Değer ölçülerini, izleyenin kanaat ve anlayışlarından alır. Göze görünür bir
karaktere sahip olması, canlı olarak meydana geliş niteliğiyle toplum
psikolojisine hitap eder. Temsil yeri ve eser, tiyatronun edebiyat öğesidir. Bu
edebiyat öğesi yanında tiyatro kavramı içinde oyunculuk, sahne düzeni,
ışıklandırma, dekor, kostüm, müzik gibi unsurların bütünlüğü söz
konusudur.
Tiyatro
metinlerine "oyun" metinleri yazan kişiye oyun yazarı (müellif) ve oyunu sahnede
canlandıran kişilere ”oyuncu” (ya da daha genel olarak tiyatrocu) denir. Ayrıca
eserin sahnelenmesinde görev alan sahne amiri, dekor ve kostüm sorumlusu,
ışıkçı, suflör gibi diğer yardımcı elemanlar da vardır.
Doğaya
öykünme kuramına göre, tiyatronun en önemli öğesi kılık
değiştirmedir.
Türk
edebiyatında ilk tiyatro eseri örneği Tanzimat Döneminde Batı etkisiyle
verilmiştir. İlk tiyatro eseri, Şinasi’nin “Şair Evlenmesi” adlı
oyunudur.
Modern
tiyatro eserleri konularına göre üçe ayrılır:
TRAJEDİ
İlk
tiyatro türünün adıdır.
Klasik
dönem trajedisinin özellikleri
-Manzum
olarak yazılır.
-Konularını mitoloji ve tarihten
alır.
-Oyun
kahramanları soylu kişilerden seçilir.
-Trajediler erdem ve ahlâk temeli
üzerine kurulur.
-Vurma,
yaralama, öldürme olayları sahnede gösterilmez;konuşmalarla
duyurulur.
-Sade,
açık, anlaşılır bir dil kullanılır.

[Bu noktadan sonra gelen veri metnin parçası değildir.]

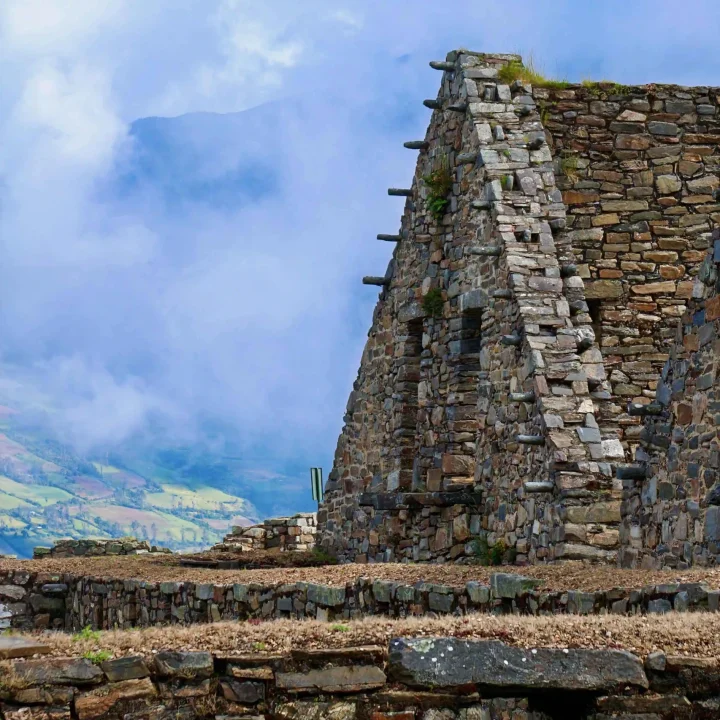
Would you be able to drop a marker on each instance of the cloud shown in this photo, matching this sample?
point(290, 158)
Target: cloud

Halk diline yer
verilmez.
-Üç birlik
kuralı (Konunun bir günle, bir mekânla ve tek bir olayla sınırlandırılması )
uygulanır.
En ünlü
trajedi yazarları:
Eski
Yunan'da Aiskhylos, Euripides. Sophokles; Klasik Fransız edebiyatında Corneille
ve Racine'dir.
KOMEDİ
İnsanların
ve olayların gülünç yanlarını göstermek için yazılan tiyatro
türüdür.
Klasik
komedyanın özellikleri
-Kişilerde
ya da toplumda görülen aksaklıklar, gülünç taraflar sergilenerek seyirciyi hem
güldürmeyi hem de düşündürmeyi amaçlar.
-Kişiler
toplumun her kesiminden olabilir.
-Her türlü
olay sahnede canlandırılır.
-Konuşma
dili kullanılır.
-Nazım ve
nesir olabilir.
-Üç birlik
kuralına uyulur.
Komedi
Çeşitleri
Vodvil(entrika komedisi): Yalnız
güldürme amacı güden komedilere denir.
Fars (kaba
güldürü): Abartılı hareketlerle sivri esprilerle güldürmeyi amaçlayan
komedilere denir.
Parodi:
Gerçekte güldürücü olmayan bir olayı gülünçleştirerek işleyen komedilere
denir.
Satir:
Yergiye dayanan komedilere denir.
Karakter
Komedisi: Bir kişinin karakterini ortaya koymak için yazılan komedilere
denir.
En ünlü
komedi yazarları:
Eski
Yunan'da Aristophanes, Klasik Fransız edebiyatında
Moliere'dir.
DRAM
Dramlarda,
trajedilerde işlenen acıklı olaylarla komedi oyunlarında işlenen güldürü
unsurları bir arada işlenir.
Dram
türünün özellikleri
-Hem
acıklı hem de güldürücü olaylar, hayatta olduğu gibi bir arada
bulunur.
-Olaylar
tarihten ve günlük olaylardan alınır.
-Kişiler
toplumun her kesiminden olabilir.
-Üç birlik
kuralına uyulmaz.
-Nazım ya
da nesir şeklinde olabilir.
-Kahramanlar ait oldukları çevrenin
diliyle konuşurlar.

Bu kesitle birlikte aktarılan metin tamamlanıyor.